Try this for weirdness. We randomly arranged fridge magnet words and used them as the lyrics as an etherial stream of consciousness. It got a good review: Ghost Writing.

Dreamweaver - The World Turns All Around CDHere’s a more serious example, The World Turns All Around. It was written when I was 20. Here’s the original solo version.

And here’s the band versionwhich was our second biggest seller. I was 26. Our biggest seller, incidentally, was this song.

Going back even earlier, I would write a new batch of songs and record them as my new album just to impress Jase, just to beat what he could do. Then he’d do the same and I’d be amazed at what he’d come up with so I’d go back and wrote a new album of songs with even deeper themes, cleverer lyrics, catchy or haunting tunes and so we’d go on, out-doing each other.
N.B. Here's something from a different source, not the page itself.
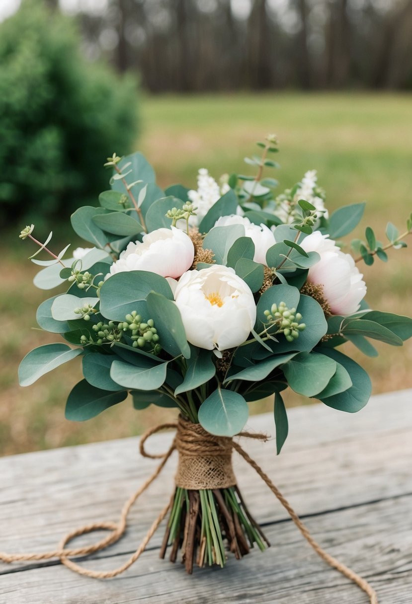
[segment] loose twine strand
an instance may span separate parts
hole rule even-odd
[[[129,568],[136,562],[138,558],[140,557],[141,554],[146,549],[150,539],[157,530],[159,525],[167,514],[169,510],[170,509],[174,497],[174,493],[172,495],[172,498],[170,498],[170,500],[167,505],[162,510],[158,517],[152,524],[136,551],[132,554],[132,556],[130,556],[126,562],[125,562],[121,566],[118,567],[117,568],[115,568],[111,571],[98,571],[91,570],[90,569],[85,568],[80,566],[76,562],[73,562],[73,561],[70,560],[69,558],[72,556],[86,556],[94,553],[96,551],[105,549],[106,547],[113,544],[120,539],[126,531],[127,516],[130,509],[142,493],[146,490],[152,483],[153,482],[153,481],[155,480],[158,476],[160,474],[161,472],[169,460],[169,458],[175,449],[178,449],[179,452],[182,451],[184,452],[185,454],[187,455],[196,456],[199,455],[199,454],[205,454],[207,453],[208,456],[213,457],[214,455],[220,455],[222,454],[222,448],[225,449],[227,448],[228,443],[227,443],[227,441],[231,440],[231,439],[228,439],[225,437],[218,437],[217,439],[216,439],[216,440],[217,440],[217,443],[215,445],[213,445],[212,443],[212,446],[211,447],[211,443],[210,442],[208,442],[208,448],[205,449],[204,444],[202,446],[201,444],[199,444],[198,440],[196,440],[196,429],[195,429],[194,431],[192,430],[191,431],[189,427],[190,424],[190,422],[185,422],[184,420],[182,421],[181,419],[179,419],[179,424],[176,423],[161,424],[158,426],[155,426],[154,428],[150,428],[144,433],[140,440],[140,449],[141,454],[144,457],[149,457],[151,459],[161,458],[162,461],[157,466],[152,475],[150,476],[144,483],[143,483],[139,489],[138,489],[137,490],[136,490],[124,503],[118,522],[93,522],[92,524],[81,527],[79,528],[72,530],[62,539],[57,550],[44,552],[41,554],[7,554],[0,552],[0,560],[6,563],[11,563],[13,562],[22,561],[33,561],[48,560],[51,558],[59,558],[62,564],[64,564],[68,568],[70,568],[71,570],[74,571],[75,573],[77,573],[79,574],[83,575],[86,577],[90,577],[93,579],[111,579],[118,574],[121,574],[122,573],[124,573],[125,570]],[[193,426],[197,426],[198,425],[192,425]],[[166,428],[178,428],[173,442],[168,451],[164,454],[153,454],[147,452],[144,448],[144,443],[147,439],[152,434]],[[185,429],[184,428],[185,428]],[[267,440],[267,437],[262,434],[242,432],[237,435],[249,439],[257,439],[261,440]],[[349,579],[351,581],[355,583],[369,596],[370,604],[378,604],[376,593],[372,586],[368,583],[368,582],[365,579],[360,577],[351,568],[349,568],[348,567],[342,564],[342,562],[340,562],[333,556],[331,556],[330,554],[328,554],[327,552],[325,551],[325,550],[321,547],[319,544],[315,541],[311,535],[309,530],[301,521],[299,516],[291,507],[291,504],[285,498],[275,484],[274,484],[267,474],[263,472],[260,466],[254,460],[253,460],[251,457],[250,457],[250,456],[238,443],[236,443],[233,441],[231,442],[231,445],[235,451],[236,451],[237,453],[239,453],[239,455],[243,457],[245,461],[246,461],[247,463],[248,463],[249,465],[255,470],[262,480],[269,487],[277,499],[288,512],[289,516],[292,518],[292,520],[298,527],[303,536],[306,539],[307,542],[313,548],[317,554],[318,554],[318,555],[320,556],[320,557],[322,558],[330,566],[335,568],[342,574]],[[97,542],[95,544],[92,544],[92,545],[74,548],[66,548],[66,546],[75,538],[79,537],[81,535],[86,535],[88,533],[91,533],[97,530],[109,530],[111,533],[105,538]]]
My favourite from this era is Pipedream. Here’s the original solo version from 1991 and a live version with Twan on mandolin in 2002.

What did we write our songs about? Probably what every teenage boy starts writing songs about: girls. Usually particular girls. In my case most of the early songs were about the same girl (she never knew). Can you write a dozen, very different songs all about the same girl? Of course you can, because she wasn’t a real person, or rather she was based on a real person but became something else: a muse.

Here’s one of those songs: Dreamcatcher

Here’s another, with the lyrics I’m most proud of as the songs began to get more sophisticated and eclectic, describing abstract feelings, emotions and consciousness. This is Never Forever.

At college almost every one of my friends was a musician, and most were songwriters too. It was like being in a stable of artists like how I imagined London to be in the 1960s with all the bands hanging out together with Mick and Keith from the Stones popping into the Beatles’ Revolver recording sessions and John and Paul returning the favour on the Stones’ We Love You recording. There was a sense of belonging.

Inspired by Syd Barrett, George and I spent two days immersed in what we thought was the founder member of Pink Floyd’s mindset, to attempt to write and record a batch of songs just like his. We did it, and the results are still impressive today. We were both 17. A year later John, Mark and I (then called The Jinx) wrote and recorded this Pink Floyd style song, Soul Survivor. The inspiration for which was the cover of a Brian Aldiss science fiction novel (You’ll see why when you see the cover for Last Orders).

Of course, between the ages of 17 and 22 is the time in your life when you have the most time on your hands. No wonder it was my most prolific era. I had no responsibilities except for failing my A levels (because they came second after the music). Plus we all got by without the pressure of having to earn much money.

Back in 1980, John Lennon felt as though he’d left the buzz, the wild times and the charts behind. He’d been writing the odd song here and there but since 1975 he’d been concentrating on his family and bringing up his son Sean. He felt that the magic had left him somehow and that his creativity had nothing to hang onto. There seemed to be nothing to fan the flames. By all accounts, he was generally happy, after all, he wanted for nothing at that point.

It was during a sailing trip around Bermuda when he re-discovered his mojo. A storm came up and the crew where unwell and unable to sail the ship. It could have been certain disaster but for the 39 year old Beatle who, with rain lashing at his body, sailed back to safety. He felt ‘alive’ again. The next day the songs came thick and fast. The first ones to be finished went out on what was to be his last album, Double Fantasy, in October 1980 just after his 40th birthday. He continued to write and record right up until the night of the 8th of December when a gunman cut short his creativity and silenced the voice of a generation.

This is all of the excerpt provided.